オイラの通っていた高校のすぐ近くに「道」という名のお好み焼き屋さんがありました。
3年間吹奏楽部だったオイラは、そこの常連でした。
部活の後に、金がないのにそのお店に毎日行ってはお好み焼きを食べてました。
金がないので、お小遣いまでの間は「ツケ」で食べさせてもらい、挙句にお小遣いで払えない時は「物納」してました。
このおばちゃん、とにかく口が悪い!
客なのに、「うるせーよ」「黙って食え」っていうのはもちろん、ゴキブリが出たからおばちゃんい言ったら、「嫌ならくるな!」と言う始末。
だけど通っちゃうんだよね。
そのやり取りがまた楽しくて。
口は悪いけど、うちらに対してはとても愛情たっぷりでさ。
卒業してからもたまに行くと、「何で来るんだよ!」とか「たまにしかこないなら来るな!」とか言いながらも、嬉しそうにお好み焼き焼いてくれるの。

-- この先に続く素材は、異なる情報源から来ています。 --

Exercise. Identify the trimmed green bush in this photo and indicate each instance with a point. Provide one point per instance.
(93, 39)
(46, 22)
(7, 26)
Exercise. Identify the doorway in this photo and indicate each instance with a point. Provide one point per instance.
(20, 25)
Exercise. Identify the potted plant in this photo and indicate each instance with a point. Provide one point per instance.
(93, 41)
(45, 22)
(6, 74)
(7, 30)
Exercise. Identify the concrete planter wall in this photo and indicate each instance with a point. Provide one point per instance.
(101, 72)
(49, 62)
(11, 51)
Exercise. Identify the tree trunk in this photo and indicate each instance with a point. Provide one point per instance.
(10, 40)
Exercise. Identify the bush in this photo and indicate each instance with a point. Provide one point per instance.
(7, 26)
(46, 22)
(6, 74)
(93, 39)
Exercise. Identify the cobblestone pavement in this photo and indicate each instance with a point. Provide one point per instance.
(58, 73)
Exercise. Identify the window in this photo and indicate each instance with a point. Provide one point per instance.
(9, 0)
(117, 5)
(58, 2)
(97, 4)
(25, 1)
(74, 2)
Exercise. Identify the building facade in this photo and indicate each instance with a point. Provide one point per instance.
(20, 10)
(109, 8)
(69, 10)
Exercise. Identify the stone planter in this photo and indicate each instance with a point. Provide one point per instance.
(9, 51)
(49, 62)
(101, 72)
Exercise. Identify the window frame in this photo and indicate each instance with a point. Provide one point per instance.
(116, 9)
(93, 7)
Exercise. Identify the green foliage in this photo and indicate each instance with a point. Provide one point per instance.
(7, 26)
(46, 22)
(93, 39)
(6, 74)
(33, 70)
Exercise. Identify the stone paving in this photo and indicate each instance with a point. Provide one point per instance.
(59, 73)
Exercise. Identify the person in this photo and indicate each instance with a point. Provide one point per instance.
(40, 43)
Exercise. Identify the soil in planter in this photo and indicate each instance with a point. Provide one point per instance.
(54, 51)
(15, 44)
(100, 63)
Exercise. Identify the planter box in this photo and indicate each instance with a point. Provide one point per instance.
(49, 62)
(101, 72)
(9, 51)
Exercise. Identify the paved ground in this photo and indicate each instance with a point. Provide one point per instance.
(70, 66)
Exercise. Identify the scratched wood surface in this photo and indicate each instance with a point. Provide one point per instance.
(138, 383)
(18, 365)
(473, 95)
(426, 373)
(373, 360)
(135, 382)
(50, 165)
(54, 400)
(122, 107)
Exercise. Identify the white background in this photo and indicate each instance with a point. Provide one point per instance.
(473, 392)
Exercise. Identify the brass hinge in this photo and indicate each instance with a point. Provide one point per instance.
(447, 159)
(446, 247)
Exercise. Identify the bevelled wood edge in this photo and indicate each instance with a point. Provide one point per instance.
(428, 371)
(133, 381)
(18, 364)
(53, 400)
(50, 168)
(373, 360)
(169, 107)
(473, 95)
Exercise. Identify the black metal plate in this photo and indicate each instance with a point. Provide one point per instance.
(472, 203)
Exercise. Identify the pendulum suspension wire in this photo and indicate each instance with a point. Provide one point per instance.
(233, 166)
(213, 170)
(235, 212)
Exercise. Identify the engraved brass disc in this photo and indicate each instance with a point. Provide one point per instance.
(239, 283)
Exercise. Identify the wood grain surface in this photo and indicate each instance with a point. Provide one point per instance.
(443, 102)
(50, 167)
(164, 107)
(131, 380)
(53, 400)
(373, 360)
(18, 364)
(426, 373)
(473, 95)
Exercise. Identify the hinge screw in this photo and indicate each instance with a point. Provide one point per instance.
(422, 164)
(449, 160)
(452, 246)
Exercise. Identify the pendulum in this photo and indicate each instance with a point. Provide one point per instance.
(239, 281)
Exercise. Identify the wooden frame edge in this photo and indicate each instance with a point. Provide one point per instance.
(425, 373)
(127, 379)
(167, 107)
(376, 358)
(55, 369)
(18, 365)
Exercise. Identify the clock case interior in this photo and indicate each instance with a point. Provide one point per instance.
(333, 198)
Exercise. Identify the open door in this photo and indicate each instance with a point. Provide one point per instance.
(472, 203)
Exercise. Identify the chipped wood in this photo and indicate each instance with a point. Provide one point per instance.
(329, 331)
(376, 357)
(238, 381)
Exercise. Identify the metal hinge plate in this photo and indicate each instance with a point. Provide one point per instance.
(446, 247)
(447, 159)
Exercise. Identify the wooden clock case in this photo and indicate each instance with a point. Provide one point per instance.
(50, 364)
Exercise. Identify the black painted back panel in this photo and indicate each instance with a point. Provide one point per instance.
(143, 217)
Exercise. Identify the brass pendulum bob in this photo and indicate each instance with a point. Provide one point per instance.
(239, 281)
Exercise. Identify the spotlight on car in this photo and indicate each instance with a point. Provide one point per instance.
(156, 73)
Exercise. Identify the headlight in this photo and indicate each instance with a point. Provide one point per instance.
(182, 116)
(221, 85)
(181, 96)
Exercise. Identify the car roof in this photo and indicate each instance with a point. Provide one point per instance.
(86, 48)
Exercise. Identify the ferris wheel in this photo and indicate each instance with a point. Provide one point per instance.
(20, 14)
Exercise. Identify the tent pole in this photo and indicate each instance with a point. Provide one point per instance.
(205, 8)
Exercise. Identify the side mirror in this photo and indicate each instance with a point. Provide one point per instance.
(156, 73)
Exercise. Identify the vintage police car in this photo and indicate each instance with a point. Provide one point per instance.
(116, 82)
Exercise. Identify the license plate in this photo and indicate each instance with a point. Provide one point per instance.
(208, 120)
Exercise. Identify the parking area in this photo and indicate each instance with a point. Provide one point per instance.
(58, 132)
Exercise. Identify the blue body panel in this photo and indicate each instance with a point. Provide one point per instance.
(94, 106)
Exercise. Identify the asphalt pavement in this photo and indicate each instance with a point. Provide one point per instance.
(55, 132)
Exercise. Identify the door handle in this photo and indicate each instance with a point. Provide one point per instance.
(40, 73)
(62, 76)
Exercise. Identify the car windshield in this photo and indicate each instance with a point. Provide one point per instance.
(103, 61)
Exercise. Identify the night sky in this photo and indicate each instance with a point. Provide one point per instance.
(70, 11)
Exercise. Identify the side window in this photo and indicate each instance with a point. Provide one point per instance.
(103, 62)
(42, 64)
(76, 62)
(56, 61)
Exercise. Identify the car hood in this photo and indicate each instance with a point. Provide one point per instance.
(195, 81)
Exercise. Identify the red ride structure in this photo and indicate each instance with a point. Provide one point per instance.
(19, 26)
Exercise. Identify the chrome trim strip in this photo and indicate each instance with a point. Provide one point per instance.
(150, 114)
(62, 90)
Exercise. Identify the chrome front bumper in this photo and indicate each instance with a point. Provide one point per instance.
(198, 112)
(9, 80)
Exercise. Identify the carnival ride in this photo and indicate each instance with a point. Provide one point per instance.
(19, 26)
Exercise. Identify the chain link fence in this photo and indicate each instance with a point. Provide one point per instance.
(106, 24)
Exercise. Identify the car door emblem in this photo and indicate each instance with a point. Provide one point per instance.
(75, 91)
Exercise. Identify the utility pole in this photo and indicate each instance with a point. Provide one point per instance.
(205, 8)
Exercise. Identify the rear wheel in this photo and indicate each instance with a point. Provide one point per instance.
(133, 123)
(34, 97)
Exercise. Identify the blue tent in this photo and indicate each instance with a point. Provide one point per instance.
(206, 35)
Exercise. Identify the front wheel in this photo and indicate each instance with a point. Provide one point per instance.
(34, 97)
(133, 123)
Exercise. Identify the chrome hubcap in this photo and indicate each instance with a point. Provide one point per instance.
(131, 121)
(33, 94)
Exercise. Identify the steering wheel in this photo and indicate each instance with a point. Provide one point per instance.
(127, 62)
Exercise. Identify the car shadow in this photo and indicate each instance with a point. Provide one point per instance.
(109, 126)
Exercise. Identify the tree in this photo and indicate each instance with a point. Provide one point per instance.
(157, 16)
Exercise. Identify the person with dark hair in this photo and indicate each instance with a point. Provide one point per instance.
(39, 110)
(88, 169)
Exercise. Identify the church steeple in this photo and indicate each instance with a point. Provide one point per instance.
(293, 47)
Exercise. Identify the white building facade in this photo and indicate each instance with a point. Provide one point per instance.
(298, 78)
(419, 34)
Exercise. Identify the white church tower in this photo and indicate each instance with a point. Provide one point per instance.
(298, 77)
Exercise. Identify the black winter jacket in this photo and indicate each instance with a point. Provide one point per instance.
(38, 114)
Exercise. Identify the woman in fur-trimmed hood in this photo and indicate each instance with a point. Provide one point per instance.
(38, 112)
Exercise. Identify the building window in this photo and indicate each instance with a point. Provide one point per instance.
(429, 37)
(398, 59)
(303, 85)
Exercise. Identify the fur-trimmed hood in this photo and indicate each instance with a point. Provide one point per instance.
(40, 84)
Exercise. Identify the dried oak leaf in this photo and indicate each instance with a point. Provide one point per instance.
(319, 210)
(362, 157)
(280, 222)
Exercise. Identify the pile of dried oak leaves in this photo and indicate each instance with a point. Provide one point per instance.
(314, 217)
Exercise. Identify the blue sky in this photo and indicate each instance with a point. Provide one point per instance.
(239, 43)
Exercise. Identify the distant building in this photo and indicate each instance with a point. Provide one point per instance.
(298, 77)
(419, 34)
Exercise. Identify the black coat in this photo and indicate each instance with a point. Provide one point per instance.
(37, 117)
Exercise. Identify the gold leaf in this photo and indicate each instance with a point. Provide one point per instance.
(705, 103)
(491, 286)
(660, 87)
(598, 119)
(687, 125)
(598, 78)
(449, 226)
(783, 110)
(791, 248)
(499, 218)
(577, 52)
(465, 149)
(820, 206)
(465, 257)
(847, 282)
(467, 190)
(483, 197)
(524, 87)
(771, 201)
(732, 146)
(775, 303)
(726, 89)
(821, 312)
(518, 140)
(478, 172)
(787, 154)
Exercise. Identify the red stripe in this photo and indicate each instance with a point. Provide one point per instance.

うちの会社は、オイラが出た高校から毎年社員を採ってるんだけど、後輩とかに「ゴンゴンは元気でやってるか?」とか聞いてるんだよね。そのくせオイラが久々行くと「何で来るんだよ!」とか言ってね。
そんなおばちゃんが十二月になくなったらしい。
会社の後輩が久しぶりに行って知ったらしい。
何か青春の一部分がぽっかりなくなってしまったかのようだ。
結婚した時も奥様連れて行こうと思って結局できず。
葵ちゃんが生まれたから葵ちゃんも連れて行ったら驚くかなーって思ってたけど、結局見せる事ができなかった・・・・
誰しも青春時代に通った店ってあると思う。
日々の忙しさに追われていると、いつの間にか自分の青春の思い出がなくなってるなんて事にならないよう、行けるうちに行っておきましょ!
おばちゃんのご冥福をお祈りします。